Picking the Team

The International Cricket Council is running trials to select the U.S.A. women’s cricket team in Indianapolis this weekend. I went up to watch some of the action, and to reconnect with another cricket fancier.

Twenty-four women are competing for 14 spots on the national team. It’s an odd sort of event, and not really a tournament. It’s a weekend of T20 cricket matches that are entirely unimportant in themselves, but are part of an earnest competition with significant stakes. In this post, I’ll use test the FEPS framework to see if it can lend any insight into the event, particularly the central role of fairness.

The one FEPS element that might seem entirely unimportant here is Spectacle. There were a grand total of three spectators on Saturday, including myself, and we paid nothing for the privilege of setting up our lawn chairs in the shadow of the sight screen.

In another sense, however, the entire event was organized for the benefit of a set of official spectators – the selectors who were charges with choosing the U.S.A. team. This favored set of observers was allowed to dictate the play. They divided the players into a “red” and a “blue” team, and kept shuffling players from one team to the other.

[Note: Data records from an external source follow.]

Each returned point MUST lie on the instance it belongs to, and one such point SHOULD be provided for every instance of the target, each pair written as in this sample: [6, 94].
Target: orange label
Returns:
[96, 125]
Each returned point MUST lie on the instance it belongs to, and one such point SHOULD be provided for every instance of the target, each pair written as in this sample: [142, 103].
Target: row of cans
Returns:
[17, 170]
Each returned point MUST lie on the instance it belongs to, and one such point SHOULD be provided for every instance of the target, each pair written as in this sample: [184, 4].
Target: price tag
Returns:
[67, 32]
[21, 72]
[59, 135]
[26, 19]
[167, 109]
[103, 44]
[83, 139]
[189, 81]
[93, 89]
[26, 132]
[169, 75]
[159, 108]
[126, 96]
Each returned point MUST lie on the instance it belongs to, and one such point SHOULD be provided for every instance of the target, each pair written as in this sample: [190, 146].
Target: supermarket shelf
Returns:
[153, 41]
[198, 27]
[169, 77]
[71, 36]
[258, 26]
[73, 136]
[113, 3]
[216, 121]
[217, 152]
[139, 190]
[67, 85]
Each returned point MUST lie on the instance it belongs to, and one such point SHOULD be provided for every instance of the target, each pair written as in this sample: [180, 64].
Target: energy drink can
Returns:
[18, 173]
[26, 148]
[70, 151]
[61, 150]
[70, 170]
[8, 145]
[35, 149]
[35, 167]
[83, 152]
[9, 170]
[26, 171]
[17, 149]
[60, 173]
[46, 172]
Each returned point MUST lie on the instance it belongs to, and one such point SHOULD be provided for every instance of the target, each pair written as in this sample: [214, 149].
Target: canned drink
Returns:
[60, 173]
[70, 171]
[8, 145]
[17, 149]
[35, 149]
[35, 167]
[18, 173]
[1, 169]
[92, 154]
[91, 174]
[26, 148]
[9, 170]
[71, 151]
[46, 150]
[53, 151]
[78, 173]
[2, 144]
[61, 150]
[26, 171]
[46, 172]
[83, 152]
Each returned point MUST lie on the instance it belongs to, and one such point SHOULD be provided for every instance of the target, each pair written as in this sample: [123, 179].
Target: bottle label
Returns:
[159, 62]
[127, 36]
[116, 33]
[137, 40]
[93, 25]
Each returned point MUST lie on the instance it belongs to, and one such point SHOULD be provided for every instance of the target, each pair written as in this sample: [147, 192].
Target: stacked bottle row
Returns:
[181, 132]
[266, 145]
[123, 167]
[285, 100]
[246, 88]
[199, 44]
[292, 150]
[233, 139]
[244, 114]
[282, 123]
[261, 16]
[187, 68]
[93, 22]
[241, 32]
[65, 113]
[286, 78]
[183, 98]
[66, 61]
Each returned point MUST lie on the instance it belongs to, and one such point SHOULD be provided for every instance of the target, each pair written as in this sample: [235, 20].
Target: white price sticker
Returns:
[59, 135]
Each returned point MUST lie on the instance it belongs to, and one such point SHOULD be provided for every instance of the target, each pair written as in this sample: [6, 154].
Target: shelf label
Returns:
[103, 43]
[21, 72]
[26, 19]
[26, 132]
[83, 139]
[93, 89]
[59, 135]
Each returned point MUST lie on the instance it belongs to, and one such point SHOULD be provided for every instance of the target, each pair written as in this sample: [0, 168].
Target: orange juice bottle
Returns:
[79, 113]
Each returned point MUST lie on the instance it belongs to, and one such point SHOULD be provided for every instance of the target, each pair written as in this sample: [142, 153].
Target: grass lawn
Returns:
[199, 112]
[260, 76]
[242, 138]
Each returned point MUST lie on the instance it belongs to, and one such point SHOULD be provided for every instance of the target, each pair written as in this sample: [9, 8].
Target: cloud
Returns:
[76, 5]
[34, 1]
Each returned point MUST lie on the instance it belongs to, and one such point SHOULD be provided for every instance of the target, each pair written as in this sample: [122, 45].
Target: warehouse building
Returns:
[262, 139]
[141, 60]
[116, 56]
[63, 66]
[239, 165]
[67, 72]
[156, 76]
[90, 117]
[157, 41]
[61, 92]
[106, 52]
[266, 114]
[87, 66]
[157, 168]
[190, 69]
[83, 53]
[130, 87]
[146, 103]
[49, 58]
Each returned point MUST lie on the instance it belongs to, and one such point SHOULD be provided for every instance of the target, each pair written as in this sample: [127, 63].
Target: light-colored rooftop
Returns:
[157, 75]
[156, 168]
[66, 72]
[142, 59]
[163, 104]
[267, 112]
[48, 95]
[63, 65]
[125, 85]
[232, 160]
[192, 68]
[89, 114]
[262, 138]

And the selectors instructed the players to play in ways likely to produce the action they wanted to see. Between the morning game and the afternoon games, word was apparently passed to play more aggressively on both sides. A more attacking field was set, and the batsmen played to stretch more shots for an extra run. As a result, the fielding, which was lackluster in the morning, became much tighter (and more interesting) in the afternoon.

When the morning’s T20 game was won by one side in the 16th over, the players were sent back on the field to play the last four overs anyway – the selectors wanted to see more cricket.

Participation was clearly an important value. One of the difficulties for the U.S.A. team is that the better players are widely dispersed over this large country. One of the chief objectives seemed to be helping a group of strangers play as a group. Again, this showed itself particularly in the fielding, which improved markedly with only a few hours of play.

Efficiency is also important, as always. It is expensive, in both the ICC’s money and the candidate players’ time, to bring this group together. One reflection of this is the relatively small number of players invited – barely enough to make two sides and play real matches. This allowed the selectors to keep pretty much everyone playing in all of the games, to learn as much as possible about the top candidates. Of course, it’s also possible that the selectors felt that there simply weren’t any more women worth a look. There was certainly a wide range of skill levels on display, and if those not invited were, on the whole, less capable than those who were, perhaps it’s just as well to let them stay at home.

Having nodded in the direction of the other elements of FEPS, we come to the dominant consideration for the event: Fairness. Fairness is important in almost any tourney, but it is the very essence of this one. The main point of the trials is to select the best possible team to represent the United States in international play, and that’s exactly in line fairness (C), the fairness that is observed when the best player or team wins.

In an ordinary tourney, fairness (C) is, we hope, an emergent quality of the competition. Here, it is the competition. It matters not at all whether the “red team” or the “blue team” wins the cricket games. The real competition is to determine which of the 24 players will be invited to join the national team.

In this particular case, however, I suspect that fairness (B), the fairness of equal opportunity, is at least as important. To understand this, it’s helpful to know something about the cricket scene in the United States.

Start with the curious fact that the national team is being selected under the auspices of cricket’s international governing body, the I.C.C., rather than the national body, the U.S.A. Cricket Association, or USACA. That’s because the I.C.C. is in the final stages of ejecting USACA from its membership (for reasons that I won’t go into here). But promoting cricket in the United States is a high strategic priority for the I.C.C., and so the I.C.C. has taken over some of the responsibilities that would ordinarily fall to the national association until it can finish ejecting USACA and forming a new national association it finds more satisfactory.

Add to this a few observations about the distribution of cricket talent in the U.S. Nearly all of the best cricket players in the U.S. are immigrants from (or expatriates of) countries which have a longer cricket tradition. The two largest groups are South Asians, from India, Pakistan, Sri Lanka, and Bangladesh; and West Indians, from Jamaica, Trinidad, and the other Caribbean counties where cricket is popular. These players are widely dispersed within the U.S., with fairly large cricket leagues in California, the New York City area, and in greater Houston, but there were players from various other parts of the country at the trials also.

Thus, as much as the I.C.C. needs to pick a U.S.A. women’s team that can compete successfully in international competition, it is also essential to it to make these trials a demonstration of its ability to unify a deeply divided cricket community in the United States, paving the way for a strong national association that it hopes can take over the role of USACA.

Thus, in addition to sending a credible Team U.S.A. to Scotland in the fall, the I.C.C. hopes to send the 24 aspirants back to their local leagues with the feeling that they were well and fairly treated, and that the I.C.C. can restore sanity of cricket governance in the United States. For the long term health of cricket in the United States, this may well be the more important goal.